One of the greatest philosophers was Descartes. He proposed that the “mind/soul” was immaterial and was linked to the body through the pineal gland. There is nothing untoward about such a suggestion (especially in Descartes’ time.) Attempts to verify this idea by observation and experiment have not proven to be fruitful and it has been discarded as a useful idea by modern psychology. But, this is not a criticism of Descartes. Linus Pauling had many really bad ideas. When they were examined in more detail, they were disproven. Why would anyone spend so much time investigating the ideas of someone who was so often wrong?! Because when he was right, he was truly inspired! The clearly stated ideas of very creative people yield testable programs of research. But, they are often wrong. This is normal scientific reality. Have any of Moreland’s ideas proven to be correct?

Moreland is very active in citing atheist obscurantists as examples of the inadequacy of science. “Theologized” science is no better than “politicized” science. It does not matter whether the source of certainty is divine or infernal. Science does not produce perfect certainty! At its best, science can establish empirically adequate systems of thought which can assign high probability. All science is provisional, and I believe Moreland knows this, but he seems to want to rule over science since he has a source of certainty.

I strongly support the notion of including philosophers and theologians in the discussions at CSS meetings, but we should seek people who truly understand science and its limitations as well as its strengths.

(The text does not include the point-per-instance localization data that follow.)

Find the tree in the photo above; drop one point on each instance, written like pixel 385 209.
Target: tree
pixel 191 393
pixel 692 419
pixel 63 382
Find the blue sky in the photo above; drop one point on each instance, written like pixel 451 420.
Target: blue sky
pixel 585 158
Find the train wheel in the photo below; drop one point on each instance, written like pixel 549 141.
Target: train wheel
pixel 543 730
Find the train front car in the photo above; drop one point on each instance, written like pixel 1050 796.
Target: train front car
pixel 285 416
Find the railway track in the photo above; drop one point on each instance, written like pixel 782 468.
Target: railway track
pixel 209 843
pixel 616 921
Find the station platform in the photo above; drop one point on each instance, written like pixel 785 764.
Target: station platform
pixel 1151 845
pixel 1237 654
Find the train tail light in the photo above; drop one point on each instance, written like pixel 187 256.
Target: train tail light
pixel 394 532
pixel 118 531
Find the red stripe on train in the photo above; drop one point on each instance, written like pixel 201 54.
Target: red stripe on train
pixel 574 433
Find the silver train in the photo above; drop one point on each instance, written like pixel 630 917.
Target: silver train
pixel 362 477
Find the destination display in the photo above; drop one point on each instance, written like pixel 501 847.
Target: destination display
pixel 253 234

Gary Patterson is a professor of history of chemistry at Carnegie-Mellon University and a member of the CSS

One response to “A response to J.P. Moreland’s talk, by Gary Patterson”

  1. David Snoke
    David Snoke

    Just a couple of comments. First, our vision for the CSS annual meetings is to have a diversity of thought and robust debate, represented by a variety of speakers who do not necessarily agree on key points. We do not require speakers to be members of the CSS, or even to be Christians. While it is unlikely that we will want to debate the age of the earth any time soon, J.P. Moreland’s stature and his work on mind and brain issues made him an interesting and provocative invite.

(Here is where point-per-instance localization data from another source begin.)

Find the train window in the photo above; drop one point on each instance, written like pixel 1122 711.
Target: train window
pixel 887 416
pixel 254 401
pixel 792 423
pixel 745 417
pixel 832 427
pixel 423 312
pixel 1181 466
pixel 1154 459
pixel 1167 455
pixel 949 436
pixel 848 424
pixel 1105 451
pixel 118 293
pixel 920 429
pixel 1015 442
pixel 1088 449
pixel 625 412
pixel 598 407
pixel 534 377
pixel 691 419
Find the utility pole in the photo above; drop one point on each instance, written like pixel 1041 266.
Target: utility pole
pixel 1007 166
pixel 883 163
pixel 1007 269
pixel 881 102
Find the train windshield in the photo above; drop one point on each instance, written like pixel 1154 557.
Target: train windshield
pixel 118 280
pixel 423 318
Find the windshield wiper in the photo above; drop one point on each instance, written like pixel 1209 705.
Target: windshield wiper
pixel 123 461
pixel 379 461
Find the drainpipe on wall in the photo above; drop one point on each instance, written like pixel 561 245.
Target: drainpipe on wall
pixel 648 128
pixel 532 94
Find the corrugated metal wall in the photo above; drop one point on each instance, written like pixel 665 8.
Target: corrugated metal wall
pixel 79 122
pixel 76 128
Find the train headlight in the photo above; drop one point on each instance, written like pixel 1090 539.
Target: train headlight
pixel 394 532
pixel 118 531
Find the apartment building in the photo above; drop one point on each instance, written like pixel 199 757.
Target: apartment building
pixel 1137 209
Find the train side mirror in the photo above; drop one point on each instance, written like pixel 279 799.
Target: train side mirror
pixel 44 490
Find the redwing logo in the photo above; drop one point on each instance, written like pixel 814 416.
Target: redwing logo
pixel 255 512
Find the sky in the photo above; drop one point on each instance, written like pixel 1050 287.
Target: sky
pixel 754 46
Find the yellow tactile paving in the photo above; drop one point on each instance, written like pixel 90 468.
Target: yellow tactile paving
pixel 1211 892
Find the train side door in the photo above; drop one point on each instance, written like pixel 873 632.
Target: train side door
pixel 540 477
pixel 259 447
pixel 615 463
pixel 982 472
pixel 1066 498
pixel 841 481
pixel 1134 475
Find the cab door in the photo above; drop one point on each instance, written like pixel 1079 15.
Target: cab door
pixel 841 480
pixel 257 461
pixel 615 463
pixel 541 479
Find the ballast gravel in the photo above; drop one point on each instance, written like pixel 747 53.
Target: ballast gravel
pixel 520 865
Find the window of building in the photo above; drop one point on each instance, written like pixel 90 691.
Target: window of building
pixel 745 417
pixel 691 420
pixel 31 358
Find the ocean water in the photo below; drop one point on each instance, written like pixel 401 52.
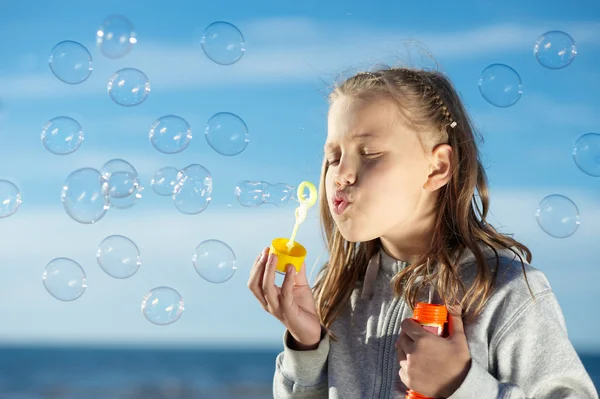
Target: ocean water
pixel 60 373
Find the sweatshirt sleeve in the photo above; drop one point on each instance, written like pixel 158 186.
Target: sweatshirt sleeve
pixel 533 358
pixel 302 374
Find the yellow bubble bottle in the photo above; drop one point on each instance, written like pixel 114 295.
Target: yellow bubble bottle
pixel 289 251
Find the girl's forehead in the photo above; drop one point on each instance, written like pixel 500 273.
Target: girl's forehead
pixel 373 121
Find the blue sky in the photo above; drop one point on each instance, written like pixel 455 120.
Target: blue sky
pixel 278 88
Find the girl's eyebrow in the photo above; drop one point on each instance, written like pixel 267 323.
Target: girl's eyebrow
pixel 354 137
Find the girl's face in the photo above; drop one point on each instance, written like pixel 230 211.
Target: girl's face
pixel 377 171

    Second, while Moreland’s talk was unpersuasive to most of the scientists at the meeting in many aspects, I did not see the theme of his talk or Mike Egnor’s to be an assertion of ascendency of philosophy over all science. Rather, both focused, like Thomas Nagel in his recent book, on the importance of the “I-story” (to use the language of Donald Mackay), that is our subjective experience of our sense of self. Our subjective experience is, on one hand, apparently off limits for science, as something purely subjective and containing many incommunicable elements, and on the other hand, crucially part of our daily experience and not something anyone can or ought to try to ignore. What I drew from both talks was not a dismissing of neuroscience per se, but a recognition that the subjective I-story is real, mysterious, important, and not addressable by neuroscience. I loved the story of “Mary the red scientist” who was an expert on everything about the neural responses to the color red, but who was blind and had never seen/experienced the color red. I think we all recognize that there is something she was missing despite all her knowledge of neuroscience.